Remembering someone special

“Macular degeneration runs in my family: my grandmother and several aunts were affected.  For the last decade of her life, Mum was registered blind.  As she lived not far from me, I was able to care for her, so I know how very difficult life can be. 

Mum managed wonderfully well and never complained, but losing the ability to cook (how she loved icing cakes!), sew, play the piano, read the newspaper and so on was a desperate blow. 

I am glad that I never had to tell Mum that my own dry macular degeneration started at the age of 53. 

Thankfully, progression has been slow over the 20 years since then but I dread sight tests and the prospect of losing my driving licence. 

I joined the Macular Society many years ago and am hugely impressed by the help that is available and the research initiatives that are supported. As a befriender, I hope I contribute a little too – the training and support of volunteers is exemplary. 

Because of my experience I am very keen to support the work of the Society and the research that may save others from sight loss, so that’s why I’ve made a bequest in my Will.”

Tessa, Macular Society member

Many people, like Tessa, remember the Macular Society in their Will because of a family history of macular disease.
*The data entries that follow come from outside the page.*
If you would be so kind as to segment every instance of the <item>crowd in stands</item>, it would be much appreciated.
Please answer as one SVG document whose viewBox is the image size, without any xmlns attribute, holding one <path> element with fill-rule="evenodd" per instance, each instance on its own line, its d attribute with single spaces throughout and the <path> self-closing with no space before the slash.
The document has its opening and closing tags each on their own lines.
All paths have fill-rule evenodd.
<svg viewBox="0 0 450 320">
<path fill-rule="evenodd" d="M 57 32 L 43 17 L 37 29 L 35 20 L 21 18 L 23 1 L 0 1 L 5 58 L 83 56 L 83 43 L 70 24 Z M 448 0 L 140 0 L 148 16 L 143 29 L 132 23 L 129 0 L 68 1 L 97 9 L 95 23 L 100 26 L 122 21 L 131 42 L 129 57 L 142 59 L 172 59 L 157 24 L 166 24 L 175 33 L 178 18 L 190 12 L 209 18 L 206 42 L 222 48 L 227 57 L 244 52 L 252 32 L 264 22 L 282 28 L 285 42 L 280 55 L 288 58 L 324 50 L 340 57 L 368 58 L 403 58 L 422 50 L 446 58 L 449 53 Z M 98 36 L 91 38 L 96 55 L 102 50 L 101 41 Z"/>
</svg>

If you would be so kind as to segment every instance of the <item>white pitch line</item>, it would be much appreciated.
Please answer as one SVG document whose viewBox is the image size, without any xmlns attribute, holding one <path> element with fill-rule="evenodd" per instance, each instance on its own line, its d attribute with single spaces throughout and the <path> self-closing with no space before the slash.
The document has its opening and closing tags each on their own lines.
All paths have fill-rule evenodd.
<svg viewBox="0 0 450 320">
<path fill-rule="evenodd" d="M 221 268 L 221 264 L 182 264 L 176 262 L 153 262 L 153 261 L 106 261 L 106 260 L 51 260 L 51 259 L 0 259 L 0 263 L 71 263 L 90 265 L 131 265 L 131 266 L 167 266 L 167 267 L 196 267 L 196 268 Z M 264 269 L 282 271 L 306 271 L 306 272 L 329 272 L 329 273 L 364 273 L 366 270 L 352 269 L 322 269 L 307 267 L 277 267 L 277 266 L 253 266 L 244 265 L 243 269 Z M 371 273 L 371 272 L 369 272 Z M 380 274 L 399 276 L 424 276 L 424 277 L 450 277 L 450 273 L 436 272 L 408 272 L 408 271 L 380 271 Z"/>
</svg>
Others may remember the Macular Society in their Will to honour a loved one who suffered life-changing sight loss in older age.

A gift in your Will to remember someone special means their legacy lives on. Your gift will help families, many years from now, get the support and advice they need to help a loved one struggling to cope with macular disease. Or fund research to find a cure, so that in generations to come, families start to tell a very different story.